On his return to France in July 1854, Jules Oppert set about publishing a very detailed report on the Mesopotamia mission, in which he described the progress he had made in understanding the cuneiform inscriptions. This work was also enhanced by a mission to the British Museum in London in 1855, where he was able to study cuneiform tablets that had belonged to the library of Ashurbanipal in Nineveh. He was given photographs of a number of these tablets taken by Roger Fenton, who practised this new art form.
Naturalised French in 1856, Jules Oppert took part the following year – alongside three Britons, Henry Rawlinson, Edward Hincks and William Talbot – in the test organised by the Royal Asiatic Society in London, which officially confirmed the deciphering of Akkadian cuneiform on 25 May.
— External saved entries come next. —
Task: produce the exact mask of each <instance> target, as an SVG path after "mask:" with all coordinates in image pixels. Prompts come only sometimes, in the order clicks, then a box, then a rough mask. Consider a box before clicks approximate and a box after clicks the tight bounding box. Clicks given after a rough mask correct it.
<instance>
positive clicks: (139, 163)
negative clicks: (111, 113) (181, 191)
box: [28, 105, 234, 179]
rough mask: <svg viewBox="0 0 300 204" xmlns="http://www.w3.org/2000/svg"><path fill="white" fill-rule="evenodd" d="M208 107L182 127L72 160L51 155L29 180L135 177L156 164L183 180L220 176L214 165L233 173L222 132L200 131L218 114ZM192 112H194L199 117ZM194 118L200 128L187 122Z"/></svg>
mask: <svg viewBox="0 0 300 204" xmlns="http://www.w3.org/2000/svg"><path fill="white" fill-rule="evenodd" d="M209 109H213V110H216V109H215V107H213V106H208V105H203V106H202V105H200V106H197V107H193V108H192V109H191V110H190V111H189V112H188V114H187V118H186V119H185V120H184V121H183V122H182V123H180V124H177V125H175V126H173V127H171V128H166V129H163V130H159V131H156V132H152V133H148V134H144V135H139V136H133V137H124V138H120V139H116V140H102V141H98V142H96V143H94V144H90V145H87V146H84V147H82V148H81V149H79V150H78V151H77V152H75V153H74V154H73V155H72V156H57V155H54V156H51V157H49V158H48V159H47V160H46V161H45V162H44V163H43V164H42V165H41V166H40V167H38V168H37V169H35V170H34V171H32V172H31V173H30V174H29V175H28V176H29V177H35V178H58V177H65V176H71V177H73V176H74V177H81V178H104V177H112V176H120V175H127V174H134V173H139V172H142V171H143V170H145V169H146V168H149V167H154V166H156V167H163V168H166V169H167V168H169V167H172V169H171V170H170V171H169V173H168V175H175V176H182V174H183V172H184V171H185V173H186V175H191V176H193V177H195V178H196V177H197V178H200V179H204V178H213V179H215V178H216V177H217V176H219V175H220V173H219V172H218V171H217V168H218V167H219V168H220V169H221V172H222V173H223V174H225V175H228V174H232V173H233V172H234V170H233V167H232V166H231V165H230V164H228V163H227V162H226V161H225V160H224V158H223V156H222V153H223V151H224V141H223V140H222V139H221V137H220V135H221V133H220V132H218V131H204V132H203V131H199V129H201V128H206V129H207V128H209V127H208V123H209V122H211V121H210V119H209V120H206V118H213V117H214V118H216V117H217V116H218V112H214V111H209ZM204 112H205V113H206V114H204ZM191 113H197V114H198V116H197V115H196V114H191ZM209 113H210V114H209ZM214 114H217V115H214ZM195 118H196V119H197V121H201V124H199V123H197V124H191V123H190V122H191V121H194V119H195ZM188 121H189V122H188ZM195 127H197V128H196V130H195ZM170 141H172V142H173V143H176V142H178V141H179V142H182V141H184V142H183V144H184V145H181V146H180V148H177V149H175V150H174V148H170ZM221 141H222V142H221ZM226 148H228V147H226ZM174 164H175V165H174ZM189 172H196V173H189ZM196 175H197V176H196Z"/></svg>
He published his work on the Assyrian language and cuneiform texts on a regular basis and completed his Sanskrit grammar in 1959. He assumed that the cuneiform script adopted by the Assyrians was originally designed by a population speaking a non-Semitic language, which he identified in 1869 as the Sumerian language.

Oppert was one of those erudite scholars who mastered an impressive number of languages and wrote to the Emperor that he would like to have a Chair in comparative philology where he could teach ‘Zend, Persian, give courses on Italic languages [...] and Sanskrit’. He had to wait until he was almost forty to obtain the position of his dreams, in 1864, at the École des Langues de la Bibliothèque Impériale.
In fact, recognition of Jules Oppert's work was slow in coming. After four unsuccessful attempts, he became the first professor of Assyrian philology and archaeology at the Collège de France in 1869. He was elected to the Académie des Inscriptions et Belles-Lettres in 1881, at the age of 56. Numerous foreign academies also recognised the work of this scholar by appointing him as a correspondent or member, in Germany, Italy, Russia, Hungary and Prussia.
Although he gradually lost his sight, Jules Oppert continued to publish, tirelessly translating all types of cuneiform texts and working on subjects as diverse as chronology, historical geography, law, astronomy and eclipses, the calendar, weights and measures, and Assyrian and Sumerian cuneiform signs. It is therefore fitting that the Collège de France should honour his memory in this way.